İngilizler orada bir Kürt hükümeti teşkil etmek istiyorlar. Bunu yaptıkları taktirde
bu fikir bizim hududumuz dahilindeki Kürtlere de sirayet edebilir.” (16 Ocak 1923)
Musul, şu veya bu şekilde alınamaz ama orada
bir Kürt hükümetinin kurulmasına da fırsat verilmez.

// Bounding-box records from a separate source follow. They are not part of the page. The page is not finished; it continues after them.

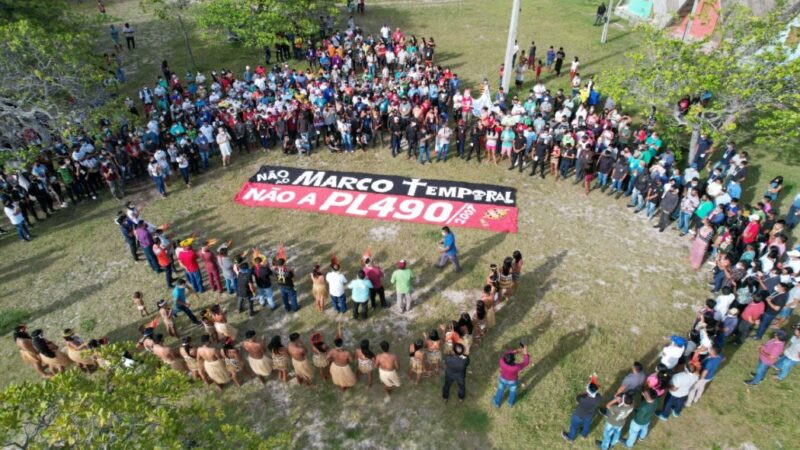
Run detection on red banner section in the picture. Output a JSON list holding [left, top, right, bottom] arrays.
[[236, 167, 517, 233]]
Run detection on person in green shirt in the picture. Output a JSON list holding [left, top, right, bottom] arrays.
[[694, 194, 714, 223], [625, 388, 658, 448], [391, 259, 414, 313]]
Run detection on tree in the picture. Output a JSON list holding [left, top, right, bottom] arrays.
[[141, 0, 197, 71], [0, 0, 113, 159], [197, 0, 336, 47], [600, 6, 800, 161], [0, 343, 291, 449]]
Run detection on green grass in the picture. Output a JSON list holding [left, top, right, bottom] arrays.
[[0, 0, 800, 449]]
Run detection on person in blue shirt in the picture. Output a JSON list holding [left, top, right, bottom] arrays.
[[438, 227, 461, 272], [172, 279, 200, 325]]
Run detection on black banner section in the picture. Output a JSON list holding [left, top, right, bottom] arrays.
[[250, 166, 517, 206]]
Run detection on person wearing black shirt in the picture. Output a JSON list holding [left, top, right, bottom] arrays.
[[467, 122, 484, 162], [561, 383, 602, 442], [272, 258, 300, 312], [442, 344, 469, 402], [755, 283, 792, 340], [236, 262, 256, 317]]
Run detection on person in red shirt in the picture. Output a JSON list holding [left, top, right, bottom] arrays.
[[197, 241, 222, 294], [736, 291, 766, 344], [494, 343, 531, 408], [178, 238, 203, 294]]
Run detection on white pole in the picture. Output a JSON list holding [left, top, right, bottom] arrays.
[[681, 0, 697, 42], [503, 0, 520, 94]]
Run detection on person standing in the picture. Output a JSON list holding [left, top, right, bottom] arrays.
[[364, 258, 389, 310], [325, 263, 347, 314], [594, 2, 606, 26], [177, 238, 203, 294], [775, 325, 800, 381], [597, 394, 633, 450], [347, 270, 372, 320], [744, 328, 786, 386], [172, 279, 201, 326], [122, 22, 136, 51], [253, 256, 278, 311], [494, 344, 530, 408], [442, 344, 469, 403], [375, 341, 400, 398], [438, 226, 461, 272], [272, 258, 300, 312], [561, 382, 601, 442], [686, 346, 725, 407], [236, 262, 256, 317], [656, 364, 700, 420], [3, 200, 33, 242], [391, 259, 414, 313], [625, 388, 658, 448]]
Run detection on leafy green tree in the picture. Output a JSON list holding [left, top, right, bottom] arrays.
[[0, 0, 108, 159], [0, 344, 291, 449], [198, 0, 336, 47], [599, 6, 800, 161]]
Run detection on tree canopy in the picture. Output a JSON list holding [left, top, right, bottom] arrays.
[[600, 6, 800, 162], [0, 0, 109, 158], [197, 0, 336, 47], [0, 343, 291, 449]]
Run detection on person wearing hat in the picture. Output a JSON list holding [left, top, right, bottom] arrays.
[[744, 328, 786, 386], [656, 364, 700, 420], [391, 259, 414, 313], [561, 382, 602, 442]]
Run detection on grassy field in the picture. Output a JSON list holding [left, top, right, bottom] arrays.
[[0, 0, 800, 449]]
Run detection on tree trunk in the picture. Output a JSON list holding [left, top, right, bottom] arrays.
[[686, 125, 702, 170]]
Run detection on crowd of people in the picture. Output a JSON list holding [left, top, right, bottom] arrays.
[[3, 9, 800, 449]]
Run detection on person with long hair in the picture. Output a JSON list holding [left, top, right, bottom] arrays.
[[311, 264, 328, 312], [311, 333, 331, 381], [355, 339, 375, 388], [267, 335, 289, 382]]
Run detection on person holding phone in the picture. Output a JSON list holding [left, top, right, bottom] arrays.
[[494, 342, 530, 408]]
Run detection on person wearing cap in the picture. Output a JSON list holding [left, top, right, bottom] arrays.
[[656, 364, 700, 420], [744, 330, 786, 386], [561, 382, 602, 442], [391, 259, 414, 313], [437, 226, 461, 272]]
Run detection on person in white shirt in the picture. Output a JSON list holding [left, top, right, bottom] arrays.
[[325, 263, 347, 314], [3, 200, 33, 242], [656, 364, 700, 420]]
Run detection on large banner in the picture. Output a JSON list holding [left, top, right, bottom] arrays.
[[236, 166, 517, 233]]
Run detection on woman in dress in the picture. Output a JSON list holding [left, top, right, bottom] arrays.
[[689, 219, 714, 270], [311, 264, 328, 312], [31, 330, 72, 374], [63, 328, 97, 373], [422, 330, 442, 375], [480, 284, 495, 330], [178, 336, 203, 383], [497, 256, 514, 300], [311, 333, 330, 381], [211, 305, 236, 340], [407, 339, 425, 384], [267, 336, 289, 381], [355, 339, 375, 388], [222, 339, 244, 387]]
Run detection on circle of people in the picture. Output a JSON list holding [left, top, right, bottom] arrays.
[[3, 16, 800, 448]]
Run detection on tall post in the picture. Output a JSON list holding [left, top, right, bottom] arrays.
[[681, 0, 698, 42], [503, 0, 520, 93], [600, 0, 614, 44]]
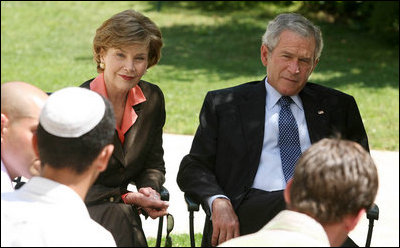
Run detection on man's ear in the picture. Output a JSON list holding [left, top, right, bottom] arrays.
[[261, 44, 268, 66], [343, 209, 365, 232], [283, 178, 293, 206], [1, 113, 9, 143], [94, 144, 114, 172], [32, 133, 39, 157]]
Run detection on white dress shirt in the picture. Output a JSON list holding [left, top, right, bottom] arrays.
[[1, 160, 14, 193], [220, 210, 330, 247], [252, 79, 311, 191], [1, 177, 116, 247]]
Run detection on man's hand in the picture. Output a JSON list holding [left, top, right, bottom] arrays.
[[139, 187, 169, 219], [211, 198, 240, 246], [124, 187, 169, 219]]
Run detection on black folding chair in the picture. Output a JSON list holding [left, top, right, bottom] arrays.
[[185, 193, 379, 247], [156, 186, 169, 247]]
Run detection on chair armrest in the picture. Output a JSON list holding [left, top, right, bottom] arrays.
[[160, 186, 169, 201], [367, 204, 379, 220], [185, 193, 199, 212]]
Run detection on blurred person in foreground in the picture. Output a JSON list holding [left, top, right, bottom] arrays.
[[81, 10, 168, 246], [1, 82, 48, 193], [177, 13, 369, 246], [1, 87, 115, 246], [221, 139, 378, 247]]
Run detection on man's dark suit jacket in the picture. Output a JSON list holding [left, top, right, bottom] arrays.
[[80, 79, 165, 246], [177, 80, 369, 213]]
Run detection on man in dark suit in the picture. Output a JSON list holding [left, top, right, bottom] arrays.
[[177, 14, 369, 246]]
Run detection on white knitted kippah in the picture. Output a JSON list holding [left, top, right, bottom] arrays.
[[39, 87, 106, 138]]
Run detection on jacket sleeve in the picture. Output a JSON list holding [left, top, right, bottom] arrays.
[[136, 87, 166, 192], [177, 92, 224, 207]]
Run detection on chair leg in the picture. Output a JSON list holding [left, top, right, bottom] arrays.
[[156, 216, 164, 247], [189, 211, 196, 247]]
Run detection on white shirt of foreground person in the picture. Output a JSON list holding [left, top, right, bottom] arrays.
[[219, 210, 330, 247], [1, 177, 116, 247]]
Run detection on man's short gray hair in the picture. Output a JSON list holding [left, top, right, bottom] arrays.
[[262, 13, 324, 60]]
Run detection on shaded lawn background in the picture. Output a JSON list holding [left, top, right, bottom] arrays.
[[1, 1, 399, 151]]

Günümüze geldiğimizde ise, Atatürk’ün “her
türlü tehlikeleri göze almak mecburiyetindeyiz” yaklaşımı ile önlediği Kafkas
Seddi Projesi adım adım gerçekleşiyor. İngiltere’nin Dünya Savaşı ve sonrasında
“Asya Çemberi Projesi” içinde yer alan Kafkas Seddi, bugün ABD’nin BOP’u içinde
gerçekleştirilmek yolundadır. Geçmişte İngiltere’nin işgal ettiği Irak’ı bugün
ABD işgal etmiştir. İngiltere’nin Sevr’i ile önce Kuzey’de kurulması, Güney’in
sonradan buna katılması planlanan Kürdistan, bugün defacto olarak Güney’de
kurulmuş, Kuzey’in buna katılması hazırlıkları yapılmaktadır. Kuzey, Güney ile
birleştirilirken Sevr’deki gibi Van Gölü’ne kadar değil, Karadeniz’e kadar
uzatılması planlanmaktadır. Bunu haritalar ile açıklamaktan da
çekinmemektedirler. Haziran 2006’da ABD Silahlı Kuvvetler dergisinde yayımlanan
haritaya, bu bilgiler ışığında bakılması yararlı olur.
Ayrıca Türkiye çeşitli şekillerde dört bir
tarafından da kuşatılmaktadır. Senaryo aynıdır, kullanılan vasıtalar aynıdır
(Kürtçülük, Ermenicilik, işbirlikçilik), sadece filmin esas oğlanı değişmiştir.
Film aynı olduğuna göre, Türkiye’nin bu senaryoya karşı tavrı da Atatürk gibi
olmalıdır. Bütünlüğü için, bekası için Atatürk gibi yapmalıdır. Tehlikenin
geldiği yöne karşı cephe almalı, tehlikeden zarar göreceklerle saf tutmalıdır.
Tehlikeyi doğuranlardan medet umma gafletinde olmamalıdır.
“Bu uğurda her türlü tehlikeleri göze almak
mecburiyetinde” olduğunu kabul etmelidir.